- Directed by: Velu Prabhakaran
- Written by: Velu Prabhakaran Gajendra Kumar (dialogues)
- Produced by: R. Premavathi
- Starring: Anandaraj Sarath Babu Radhika
- Cinematography: Velu Prabhakaran
- Edited by: K. Srinivasa Rao
- Music by: Songs: Premi – Sreeni, Manachanallur Giridharan Film score: Shyam
- Production company: Jayadevi Films
- Release date: 3 March 1995;
- Running time: 110 minutes
- Country: India
- Language: Tamil

= Puthiya Aatchi =

Puthiya Aatchi is a 1995 Indian Tamil-language vigilante action film directed by Velu Prabhakaran. The film stars Anandaraj, Radhika and Sarath Babu. It was released on 3 March 1995.

== Plot ==
Marappan (Anandaraj) is the rebel leader of 'Puratchi Padai'. The rebel group only kills corrupted politicians who spoil the poor's lives. A corrupted politician, Valluvadasan (Radha Ravi), misuses their name and he perpetrates murders of innocent people under their name.
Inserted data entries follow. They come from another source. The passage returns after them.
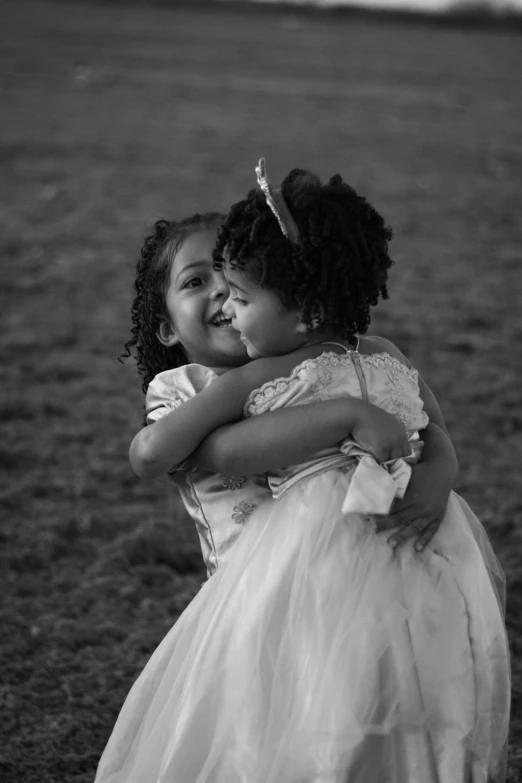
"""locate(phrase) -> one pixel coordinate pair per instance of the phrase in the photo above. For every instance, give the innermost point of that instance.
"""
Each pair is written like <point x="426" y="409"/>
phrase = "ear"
<point x="166" y="334"/>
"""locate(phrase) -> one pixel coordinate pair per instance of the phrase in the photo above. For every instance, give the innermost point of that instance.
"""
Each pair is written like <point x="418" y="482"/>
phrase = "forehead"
<point x="196" y="247"/>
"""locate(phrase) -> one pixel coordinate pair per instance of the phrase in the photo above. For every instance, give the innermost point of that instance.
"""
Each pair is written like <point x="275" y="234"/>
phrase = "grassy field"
<point x="115" y="116"/>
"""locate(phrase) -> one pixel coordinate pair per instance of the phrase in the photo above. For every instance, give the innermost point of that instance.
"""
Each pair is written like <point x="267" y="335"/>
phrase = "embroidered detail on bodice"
<point x="233" y="482"/>
<point x="324" y="365"/>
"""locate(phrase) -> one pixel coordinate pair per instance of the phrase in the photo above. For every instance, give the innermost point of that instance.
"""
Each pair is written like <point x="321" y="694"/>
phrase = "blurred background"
<point x="117" y="114"/>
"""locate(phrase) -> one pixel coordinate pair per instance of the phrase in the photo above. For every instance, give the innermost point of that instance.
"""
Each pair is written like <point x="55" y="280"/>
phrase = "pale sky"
<point x="428" y="5"/>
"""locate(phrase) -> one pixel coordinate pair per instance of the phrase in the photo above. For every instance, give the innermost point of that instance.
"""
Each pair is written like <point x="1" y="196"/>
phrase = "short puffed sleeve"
<point x="171" y="388"/>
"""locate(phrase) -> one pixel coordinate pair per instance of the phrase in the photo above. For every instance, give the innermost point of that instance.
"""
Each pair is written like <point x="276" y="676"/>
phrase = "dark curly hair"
<point x="152" y="284"/>
<point x="337" y="271"/>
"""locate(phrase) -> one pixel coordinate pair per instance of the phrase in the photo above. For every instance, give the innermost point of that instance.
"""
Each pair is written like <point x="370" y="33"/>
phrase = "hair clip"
<point x="276" y="202"/>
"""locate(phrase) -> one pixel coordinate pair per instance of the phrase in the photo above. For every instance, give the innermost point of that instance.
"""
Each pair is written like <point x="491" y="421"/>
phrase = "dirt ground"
<point x="114" y="116"/>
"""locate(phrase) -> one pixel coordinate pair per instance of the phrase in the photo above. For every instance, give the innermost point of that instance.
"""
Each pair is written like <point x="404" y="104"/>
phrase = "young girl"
<point x="318" y="652"/>
<point x="178" y="323"/>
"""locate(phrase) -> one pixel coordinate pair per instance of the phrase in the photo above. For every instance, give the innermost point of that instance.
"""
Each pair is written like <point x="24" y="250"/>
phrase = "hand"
<point x="381" y="434"/>
<point x="421" y="511"/>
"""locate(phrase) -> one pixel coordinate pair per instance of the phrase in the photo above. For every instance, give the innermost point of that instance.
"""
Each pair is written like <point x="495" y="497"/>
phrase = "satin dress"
<point x="317" y="654"/>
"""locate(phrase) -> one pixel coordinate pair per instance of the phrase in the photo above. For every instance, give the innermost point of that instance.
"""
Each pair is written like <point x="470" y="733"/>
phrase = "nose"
<point x="228" y="307"/>
<point x="220" y="289"/>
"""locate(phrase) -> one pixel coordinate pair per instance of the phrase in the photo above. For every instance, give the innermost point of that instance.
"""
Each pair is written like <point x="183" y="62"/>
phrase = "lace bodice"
<point x="379" y="378"/>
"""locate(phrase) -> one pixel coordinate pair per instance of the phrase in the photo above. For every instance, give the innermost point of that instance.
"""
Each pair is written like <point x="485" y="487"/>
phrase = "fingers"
<point x="388" y="523"/>
<point x="422" y="529"/>
<point x="427" y="534"/>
Vivekanandan (Sarath Babu), an IPS officer, lives happily with his wife (Radhika) and his son. Vivekanandan is charged to arrest the members of 'Puratchi Padai'.

== Soundtrack ==
The songs were composed Premi–Sreeni and Manachanallur Giridharan, and the score by Shyam. The lyrics were written by Vairamuthu.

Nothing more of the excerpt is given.